- Redhill
- Coordinates: 33°32′S 138°13′E﻿ / ﻿33.533°S 138.217°E
- Country: Australia
- State: South Australia
- Region: Mid North
- LGA(s): Port Pirie;
- Established: 15 July 1869

Area
- • Total: 270 km^{2} (105 sq mi)
- County: Daly
Lands administrative divisions around Redhill
| Wandearah | Crystal Brook | Narridy |
| Mundoora | Redhill | Koolunga |
| Wokurna | Barunga | Boucaut |

= Hundred of Redhill =

The Hundred of Redhill is a cadastral unit of hundred located in the Mid North of South Australia spanning the northern Barunga Range. It is one of the 16 hundreds of the County of Daly and was named in 1869 by Governor James Fergusson after the same hill giving rise to the name for the township of Redhill, uphill from the west bank of the Broughton River.

The town of Redhill and the locality of Collinsfield are inside the Hundred of Redhill as well as the east half of Clements Gap and a north eastern portion of Mundoora.

==Local government==
The District Council of Broughton was established in 1888 to locally govern the hundreds of Redhill, Mundoora, Wokurna and Koolunga, each of the four constituent hundreds forming a ward of the council.
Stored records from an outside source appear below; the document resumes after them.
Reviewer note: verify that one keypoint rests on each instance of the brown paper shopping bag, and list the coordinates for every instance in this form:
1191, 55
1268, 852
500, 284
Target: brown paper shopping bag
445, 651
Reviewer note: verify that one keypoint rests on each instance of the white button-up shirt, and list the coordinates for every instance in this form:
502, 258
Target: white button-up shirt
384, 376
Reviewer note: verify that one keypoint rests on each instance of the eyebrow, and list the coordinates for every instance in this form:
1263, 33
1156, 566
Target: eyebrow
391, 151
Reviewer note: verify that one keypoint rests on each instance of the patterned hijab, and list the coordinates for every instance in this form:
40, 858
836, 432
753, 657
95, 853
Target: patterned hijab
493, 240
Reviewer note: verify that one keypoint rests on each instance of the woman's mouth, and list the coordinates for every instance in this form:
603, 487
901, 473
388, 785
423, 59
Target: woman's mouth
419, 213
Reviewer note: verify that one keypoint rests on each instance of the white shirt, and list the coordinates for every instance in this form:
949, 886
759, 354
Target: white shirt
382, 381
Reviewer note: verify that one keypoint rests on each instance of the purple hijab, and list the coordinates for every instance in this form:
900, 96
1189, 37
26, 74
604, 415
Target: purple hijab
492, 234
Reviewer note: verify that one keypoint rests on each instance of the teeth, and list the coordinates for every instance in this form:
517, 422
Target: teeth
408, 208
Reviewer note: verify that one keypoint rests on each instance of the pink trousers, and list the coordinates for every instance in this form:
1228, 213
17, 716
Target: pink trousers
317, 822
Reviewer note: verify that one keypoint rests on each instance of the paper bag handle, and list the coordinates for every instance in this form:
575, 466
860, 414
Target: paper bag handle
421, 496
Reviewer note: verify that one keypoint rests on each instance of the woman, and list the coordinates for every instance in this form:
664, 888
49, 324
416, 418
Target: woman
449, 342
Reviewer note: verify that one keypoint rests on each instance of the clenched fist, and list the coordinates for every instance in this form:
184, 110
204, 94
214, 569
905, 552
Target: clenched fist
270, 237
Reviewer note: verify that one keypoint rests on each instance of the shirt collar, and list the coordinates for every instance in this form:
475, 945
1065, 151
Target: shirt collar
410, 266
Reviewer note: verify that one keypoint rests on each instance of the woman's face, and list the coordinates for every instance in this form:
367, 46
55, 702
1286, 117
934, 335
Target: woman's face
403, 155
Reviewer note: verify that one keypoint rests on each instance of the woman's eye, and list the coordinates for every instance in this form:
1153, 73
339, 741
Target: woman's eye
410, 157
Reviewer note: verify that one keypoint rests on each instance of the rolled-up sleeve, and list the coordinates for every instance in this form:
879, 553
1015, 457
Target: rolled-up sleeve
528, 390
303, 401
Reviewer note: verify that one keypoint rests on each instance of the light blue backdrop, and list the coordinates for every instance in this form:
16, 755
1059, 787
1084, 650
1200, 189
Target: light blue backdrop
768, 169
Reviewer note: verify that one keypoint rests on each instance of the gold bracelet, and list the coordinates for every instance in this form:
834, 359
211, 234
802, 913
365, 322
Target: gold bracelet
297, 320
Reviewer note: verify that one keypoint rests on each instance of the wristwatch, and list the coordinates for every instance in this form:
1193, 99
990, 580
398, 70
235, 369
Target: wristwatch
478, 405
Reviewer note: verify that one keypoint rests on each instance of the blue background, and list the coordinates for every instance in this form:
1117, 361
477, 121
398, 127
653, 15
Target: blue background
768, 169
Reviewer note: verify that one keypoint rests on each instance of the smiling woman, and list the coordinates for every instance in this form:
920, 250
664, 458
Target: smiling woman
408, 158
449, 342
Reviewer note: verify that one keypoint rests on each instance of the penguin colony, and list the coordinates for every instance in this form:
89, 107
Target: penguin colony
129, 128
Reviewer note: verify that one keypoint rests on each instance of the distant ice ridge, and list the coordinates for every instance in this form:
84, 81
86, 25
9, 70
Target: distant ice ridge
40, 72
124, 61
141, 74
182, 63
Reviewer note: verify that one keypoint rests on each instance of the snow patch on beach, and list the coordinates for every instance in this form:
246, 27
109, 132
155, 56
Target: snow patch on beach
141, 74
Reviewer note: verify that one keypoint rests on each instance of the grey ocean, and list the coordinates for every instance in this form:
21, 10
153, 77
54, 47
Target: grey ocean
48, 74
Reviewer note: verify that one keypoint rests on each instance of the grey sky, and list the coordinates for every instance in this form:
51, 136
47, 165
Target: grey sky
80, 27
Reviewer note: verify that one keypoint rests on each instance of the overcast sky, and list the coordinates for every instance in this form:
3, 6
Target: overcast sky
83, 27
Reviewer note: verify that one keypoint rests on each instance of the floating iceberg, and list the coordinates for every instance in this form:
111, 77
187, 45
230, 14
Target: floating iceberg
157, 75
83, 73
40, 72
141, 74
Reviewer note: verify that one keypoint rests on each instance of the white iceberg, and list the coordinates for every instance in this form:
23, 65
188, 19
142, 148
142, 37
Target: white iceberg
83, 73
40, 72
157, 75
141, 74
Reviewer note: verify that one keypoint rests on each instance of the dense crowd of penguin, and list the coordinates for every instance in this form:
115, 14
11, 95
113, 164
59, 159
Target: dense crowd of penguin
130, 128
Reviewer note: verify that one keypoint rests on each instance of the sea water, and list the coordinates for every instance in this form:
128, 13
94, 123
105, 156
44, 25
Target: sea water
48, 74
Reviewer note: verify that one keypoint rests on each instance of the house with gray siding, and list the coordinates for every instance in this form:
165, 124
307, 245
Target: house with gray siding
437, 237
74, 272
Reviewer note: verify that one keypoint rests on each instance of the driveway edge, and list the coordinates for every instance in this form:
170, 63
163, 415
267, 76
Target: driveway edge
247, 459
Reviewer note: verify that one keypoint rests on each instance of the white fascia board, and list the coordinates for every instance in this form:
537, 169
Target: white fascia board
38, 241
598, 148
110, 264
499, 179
The council was renamed to the District Council of Red Hill (later Redhill) in 1912.

From 1988, the Redhill ward, matching hundred boundaries, remained a ward in the larger District Council of Crystal Brook-Redhill following amalgamation of Redhill and Crystal Brook councils.

From 1997 the hundred became part of the much larger Port Pirie Regional Council following a merger between Crystal Brook-Redhill and the Port Pirie City councils.